Results 1 entry found

Thursday, July 4, 1861.+-

Washington, DC.

Lincoln's War Message, communicated to Congress as formal government document, "comprised a history of events, a report of stewardship, a constitutional argument, and an exalted commentary on fundamentals." Randall, Lincoln, 1:381.

President reviews state of Union: As of March 4, 1861, functions of government, except for post office, have been suspended in six seceded states; public revenue has been seized by, and large proportion of Federal rifles sent to, these states; many officers of Army and Navy have resigned, and active forces have been sent to scattered posts; an illegal organization, the Confederate States of America, with openly avowed purpose to sever Federal Union, is invoking aid, recognition, and intervention from foreign powers.
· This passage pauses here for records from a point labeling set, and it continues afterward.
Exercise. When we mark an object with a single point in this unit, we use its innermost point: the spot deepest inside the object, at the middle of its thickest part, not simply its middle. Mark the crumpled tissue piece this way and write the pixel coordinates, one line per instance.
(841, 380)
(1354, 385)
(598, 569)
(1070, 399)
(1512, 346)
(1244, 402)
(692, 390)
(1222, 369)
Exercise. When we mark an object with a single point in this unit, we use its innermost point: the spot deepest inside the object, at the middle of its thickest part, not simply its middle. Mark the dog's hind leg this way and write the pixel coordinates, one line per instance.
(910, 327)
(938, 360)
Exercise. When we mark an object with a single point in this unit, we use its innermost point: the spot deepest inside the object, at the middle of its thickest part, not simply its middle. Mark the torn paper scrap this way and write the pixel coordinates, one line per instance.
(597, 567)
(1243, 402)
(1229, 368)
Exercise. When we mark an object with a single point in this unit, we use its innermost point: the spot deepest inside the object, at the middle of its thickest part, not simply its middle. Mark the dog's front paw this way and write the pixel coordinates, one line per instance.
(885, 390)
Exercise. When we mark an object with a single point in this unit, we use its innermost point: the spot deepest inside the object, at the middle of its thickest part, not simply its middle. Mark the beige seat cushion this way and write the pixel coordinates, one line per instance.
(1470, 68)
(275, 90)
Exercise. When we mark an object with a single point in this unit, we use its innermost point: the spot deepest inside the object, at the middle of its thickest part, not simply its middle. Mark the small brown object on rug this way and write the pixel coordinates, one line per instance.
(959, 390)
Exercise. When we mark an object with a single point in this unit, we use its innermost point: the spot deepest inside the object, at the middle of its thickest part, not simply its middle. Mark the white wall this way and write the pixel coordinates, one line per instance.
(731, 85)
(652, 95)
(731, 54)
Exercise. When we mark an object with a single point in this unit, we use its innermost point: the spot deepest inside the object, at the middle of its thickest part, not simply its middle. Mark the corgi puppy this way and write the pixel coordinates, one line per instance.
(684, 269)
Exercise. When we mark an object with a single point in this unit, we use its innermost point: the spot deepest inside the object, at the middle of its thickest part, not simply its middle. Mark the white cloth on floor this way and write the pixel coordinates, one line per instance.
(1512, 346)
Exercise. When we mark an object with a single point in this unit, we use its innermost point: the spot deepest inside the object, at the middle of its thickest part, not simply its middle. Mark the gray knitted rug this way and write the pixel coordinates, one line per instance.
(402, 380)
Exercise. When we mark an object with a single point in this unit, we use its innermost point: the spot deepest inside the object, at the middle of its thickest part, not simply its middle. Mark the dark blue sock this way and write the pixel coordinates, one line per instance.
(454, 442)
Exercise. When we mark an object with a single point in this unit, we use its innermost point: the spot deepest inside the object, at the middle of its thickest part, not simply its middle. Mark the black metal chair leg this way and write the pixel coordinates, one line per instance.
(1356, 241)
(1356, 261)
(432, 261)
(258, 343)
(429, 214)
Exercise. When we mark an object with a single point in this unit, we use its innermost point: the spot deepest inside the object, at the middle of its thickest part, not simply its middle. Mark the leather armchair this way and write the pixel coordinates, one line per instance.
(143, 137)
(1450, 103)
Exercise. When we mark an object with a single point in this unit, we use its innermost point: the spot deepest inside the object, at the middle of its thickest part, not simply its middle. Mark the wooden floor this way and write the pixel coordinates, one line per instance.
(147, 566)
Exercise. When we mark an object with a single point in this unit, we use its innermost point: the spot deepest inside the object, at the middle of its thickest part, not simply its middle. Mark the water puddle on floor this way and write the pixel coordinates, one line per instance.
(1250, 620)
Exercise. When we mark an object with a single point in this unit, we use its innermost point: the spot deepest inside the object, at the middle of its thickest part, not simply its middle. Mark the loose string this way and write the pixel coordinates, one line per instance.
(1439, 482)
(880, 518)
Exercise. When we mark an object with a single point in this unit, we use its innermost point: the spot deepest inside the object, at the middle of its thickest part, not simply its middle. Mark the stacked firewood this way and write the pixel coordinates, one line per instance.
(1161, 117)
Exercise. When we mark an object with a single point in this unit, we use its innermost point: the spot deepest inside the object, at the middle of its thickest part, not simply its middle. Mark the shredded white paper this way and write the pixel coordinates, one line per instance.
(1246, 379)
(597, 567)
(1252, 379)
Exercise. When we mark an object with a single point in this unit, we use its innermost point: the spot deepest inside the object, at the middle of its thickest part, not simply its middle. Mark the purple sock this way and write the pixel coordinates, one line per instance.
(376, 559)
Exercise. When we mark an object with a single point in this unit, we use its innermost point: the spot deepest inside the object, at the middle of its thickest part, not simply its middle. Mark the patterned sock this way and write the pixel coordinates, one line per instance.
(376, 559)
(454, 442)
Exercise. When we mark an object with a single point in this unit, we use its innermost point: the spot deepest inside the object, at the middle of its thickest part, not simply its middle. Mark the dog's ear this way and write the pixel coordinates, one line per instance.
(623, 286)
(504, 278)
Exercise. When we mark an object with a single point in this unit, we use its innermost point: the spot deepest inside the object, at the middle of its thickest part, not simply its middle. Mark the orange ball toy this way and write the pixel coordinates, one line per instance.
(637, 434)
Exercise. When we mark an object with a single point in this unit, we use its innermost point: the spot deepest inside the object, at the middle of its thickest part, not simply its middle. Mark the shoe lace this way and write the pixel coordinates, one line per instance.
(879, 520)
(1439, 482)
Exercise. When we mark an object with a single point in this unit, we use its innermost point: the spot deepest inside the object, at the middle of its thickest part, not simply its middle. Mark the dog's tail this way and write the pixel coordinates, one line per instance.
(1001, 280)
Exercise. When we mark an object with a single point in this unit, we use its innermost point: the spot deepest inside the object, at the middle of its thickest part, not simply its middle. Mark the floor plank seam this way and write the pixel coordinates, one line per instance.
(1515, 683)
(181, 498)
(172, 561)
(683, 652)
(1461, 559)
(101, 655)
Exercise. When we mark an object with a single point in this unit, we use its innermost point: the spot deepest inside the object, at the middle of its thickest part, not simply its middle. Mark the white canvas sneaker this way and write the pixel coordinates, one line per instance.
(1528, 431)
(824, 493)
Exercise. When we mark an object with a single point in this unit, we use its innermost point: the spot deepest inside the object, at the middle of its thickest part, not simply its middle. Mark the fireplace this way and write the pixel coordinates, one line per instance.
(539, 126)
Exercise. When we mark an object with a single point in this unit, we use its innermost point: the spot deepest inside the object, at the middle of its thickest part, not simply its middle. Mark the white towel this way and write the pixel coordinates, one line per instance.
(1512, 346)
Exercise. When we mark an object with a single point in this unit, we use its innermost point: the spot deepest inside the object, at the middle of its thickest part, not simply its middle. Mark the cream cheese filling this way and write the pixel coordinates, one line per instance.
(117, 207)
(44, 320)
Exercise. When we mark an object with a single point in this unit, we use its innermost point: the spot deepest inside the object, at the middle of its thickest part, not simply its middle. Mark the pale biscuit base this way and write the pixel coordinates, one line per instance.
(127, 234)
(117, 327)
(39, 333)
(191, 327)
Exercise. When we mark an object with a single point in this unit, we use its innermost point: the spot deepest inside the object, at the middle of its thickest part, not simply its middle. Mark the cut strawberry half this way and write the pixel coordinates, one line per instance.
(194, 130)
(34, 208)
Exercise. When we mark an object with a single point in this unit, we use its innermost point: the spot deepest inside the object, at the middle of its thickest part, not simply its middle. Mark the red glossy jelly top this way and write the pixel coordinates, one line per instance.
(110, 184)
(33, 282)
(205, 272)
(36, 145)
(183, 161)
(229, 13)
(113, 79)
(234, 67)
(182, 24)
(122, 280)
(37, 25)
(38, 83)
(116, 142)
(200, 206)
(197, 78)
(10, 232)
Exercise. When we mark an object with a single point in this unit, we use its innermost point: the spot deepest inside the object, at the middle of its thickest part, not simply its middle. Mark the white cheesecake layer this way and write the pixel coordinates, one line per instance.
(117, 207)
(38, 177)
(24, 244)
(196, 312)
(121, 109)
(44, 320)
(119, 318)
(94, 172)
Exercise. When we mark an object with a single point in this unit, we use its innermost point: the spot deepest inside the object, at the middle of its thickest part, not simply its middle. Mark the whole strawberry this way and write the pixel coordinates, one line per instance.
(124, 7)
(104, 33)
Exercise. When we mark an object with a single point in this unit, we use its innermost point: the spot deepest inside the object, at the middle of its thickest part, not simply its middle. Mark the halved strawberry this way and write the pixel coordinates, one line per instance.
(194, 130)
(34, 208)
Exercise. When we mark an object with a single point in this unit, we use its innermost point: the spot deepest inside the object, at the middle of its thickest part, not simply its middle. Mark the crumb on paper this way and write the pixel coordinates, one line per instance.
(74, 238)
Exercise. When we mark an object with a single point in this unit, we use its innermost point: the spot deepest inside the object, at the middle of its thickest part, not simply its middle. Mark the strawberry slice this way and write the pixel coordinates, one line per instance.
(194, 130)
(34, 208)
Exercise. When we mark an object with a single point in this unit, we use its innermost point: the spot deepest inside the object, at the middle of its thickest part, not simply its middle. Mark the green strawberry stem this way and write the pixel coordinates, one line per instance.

Inaugural Address declared government's policy was to prevent destruction of Union, that government would exhaust all peaceful means before using stronger ones, would retain public property not already wrested from it, would collect revenue, and in other matters rely on time, discussion, and ballot box. Attack on Fort Sumter, S.C., the Message continues, was designed to drive out visible authority of Federal Union, and has forced on country distinct issue of dissolution or war. To preserve Union, Executive had no choice but to call out war power to resist force; 75,000 militia have been called out, blockade proclaimed, and writ of habeas corpus suspended. Recommends that Congress place at control of government $400 million and 400,000 men. Doctrine that a state may consistently with Constitution withdraw from Union without consent of Union is sophistry. States have neither more nor less power than that reserved to them by Constitution while in Union. Principle of relations of national power to states rights is no other than principle of relation of generality to locality; whatever concerns whole should be entrusted to whole, and whatever concerns state alone should be left exclusively to state. Principle of secession is one of disintegration. Nation purchased lands now forming state of Florida; if latter secedes and gets free of contributing to cost of land, all states may behave in like fashion. Who, then, would pay nation's debts? Executive, after rebellion has been suppressed, will be guided by Constitution and laws as understood and expressed in Inaugural Address. Regrets that duty of employing war power in defense of government has been forced upon him. Message to Congress in Special Session, 4 July 1861, CW, 4:421-41.

For one hour and forty minutes from pavilion in front of Executive Mansion, President Lincoln, with General Winfield Scott and cabinet, reviews more than 20,000 men of the 23 New York regiments; makes brief remarks from platform both before and after introducing Scott. Remarks at a Review of New York Regiments, 4 July 1861, CW, 4:441-42; National Republican (Washington, DC), 8 July 1861, 3:3-4; Extracts from Meigs Diary, John G. Nicolay Papers, Library of Congress, Washington, DC.

Escorted to the south front of the Treasury Department building by the Seventy-first New York Volunteers, the President raises a flag on a one-hundred-foot staff. Evening Star (Washington, DC), 5 July 1861, 3:1-2.

Lincoln adds his name to temperance declaration previously signed by ten Presidents from Madison to Buchanan. Edward C. Delavan, noted temperance worker and lecturer, in letter dated July 4, 1861, writes: "President Lincoln has recently returned me, signed, the Presidential Temperance Declaration." Temperance Declaration, [c. 4 July 1861], CW, 4:420.

Lincoln endorses Horatio N. Taft, Jr., to be a page boy "as he is a play-mate of my little boys." Memorandum: Appointment of Horatio N. Taft, Jr., [4 July 1861], CW, 4:441.